Anne van Kesteren

Marking up an abbreviation is complicated

The importance of abbr is underestimated. Most people do not use it, 'cause of the browser compatibility issues (I thought only IE/Windows doesn't get it, but that's a big one) or because they haven't seen it in use and therefore they don't no about it. The second is of course related to the first and related to the fact that the W3C doesn't do anything to promote web standards, but that's a whole different story/item.

Most people who use some kind of abbreviation markup use acronym to markup all abbreviations. This is nonsense of course, since acronyms are a subset of abbreviations. Acronyms are supposed to be words itself (if I'm correct), like WaSP and therefore they shouldn't be spelled out like other abbreviations.
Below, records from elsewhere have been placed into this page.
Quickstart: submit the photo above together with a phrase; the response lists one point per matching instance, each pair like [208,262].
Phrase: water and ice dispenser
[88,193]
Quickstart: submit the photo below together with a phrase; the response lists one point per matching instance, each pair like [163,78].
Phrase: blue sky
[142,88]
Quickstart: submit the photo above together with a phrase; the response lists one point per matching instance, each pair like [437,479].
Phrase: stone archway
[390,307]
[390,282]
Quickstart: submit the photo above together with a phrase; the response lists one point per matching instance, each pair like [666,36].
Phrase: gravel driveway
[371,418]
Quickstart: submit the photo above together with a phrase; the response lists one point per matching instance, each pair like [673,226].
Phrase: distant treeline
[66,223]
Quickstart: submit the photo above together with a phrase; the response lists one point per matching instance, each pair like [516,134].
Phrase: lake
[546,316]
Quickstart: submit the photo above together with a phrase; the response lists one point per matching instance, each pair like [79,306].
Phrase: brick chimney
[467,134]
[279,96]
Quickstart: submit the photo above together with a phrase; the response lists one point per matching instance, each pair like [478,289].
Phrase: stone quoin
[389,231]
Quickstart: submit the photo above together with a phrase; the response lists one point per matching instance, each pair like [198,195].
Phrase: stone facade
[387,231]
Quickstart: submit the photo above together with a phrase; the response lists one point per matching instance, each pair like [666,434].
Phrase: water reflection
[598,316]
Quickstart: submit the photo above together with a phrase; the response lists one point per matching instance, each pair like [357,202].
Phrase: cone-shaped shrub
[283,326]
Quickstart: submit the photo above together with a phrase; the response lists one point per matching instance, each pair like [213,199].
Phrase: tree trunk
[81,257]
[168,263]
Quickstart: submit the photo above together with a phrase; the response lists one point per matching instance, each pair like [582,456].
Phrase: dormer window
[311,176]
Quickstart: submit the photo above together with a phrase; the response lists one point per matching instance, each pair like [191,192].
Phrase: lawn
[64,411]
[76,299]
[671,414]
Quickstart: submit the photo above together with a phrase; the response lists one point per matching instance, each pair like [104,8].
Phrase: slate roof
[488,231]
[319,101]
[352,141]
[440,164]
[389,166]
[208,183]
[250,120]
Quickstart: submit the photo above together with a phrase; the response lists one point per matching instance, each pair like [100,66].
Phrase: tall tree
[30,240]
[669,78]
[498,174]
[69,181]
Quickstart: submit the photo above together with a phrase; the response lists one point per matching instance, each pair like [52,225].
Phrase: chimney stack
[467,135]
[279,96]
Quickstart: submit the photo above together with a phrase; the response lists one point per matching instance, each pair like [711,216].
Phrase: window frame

If you have an aural style sheet you could have something like this (the default style sheet of an aural browser could also look like this, it's actually quite obvious):

abbr{
 speak:spell-out;
}
acronym{
 speak:normal;
}

Maybe that makes it clear why you have to distinguish abbr and acronym for now... In XHTML2.0 acronym has disappeared, which is a good thing. There has been a lot of confusion between the two elements we have now and they don't make sense. The one is a subset of the other and there are kind of abbreviations I read somewhere (list.w3.org...), am I right? So if you ever don't know which you should choose, choose abbr, since acronym is a subset. I also thought if this (I'm not sure if this is correct with the current specification):

<acronym><abbr title="Web Standards Project">WaSP</abbr></acronym>

A lot of people only specify an abbr or an acronym only at the start of a post/message/item/thread which is in my opinion evil. It could be that this is a recommendation of the W3C and if, I disagree. If an abbreviation like CSS comes another time in that post how on earth does an araul browser know it has to spell-out that word. The least thing an author could do is make it clear by wrapping abbr around it and leave the title attribute out. You should do that I think, let me know if you have something against this.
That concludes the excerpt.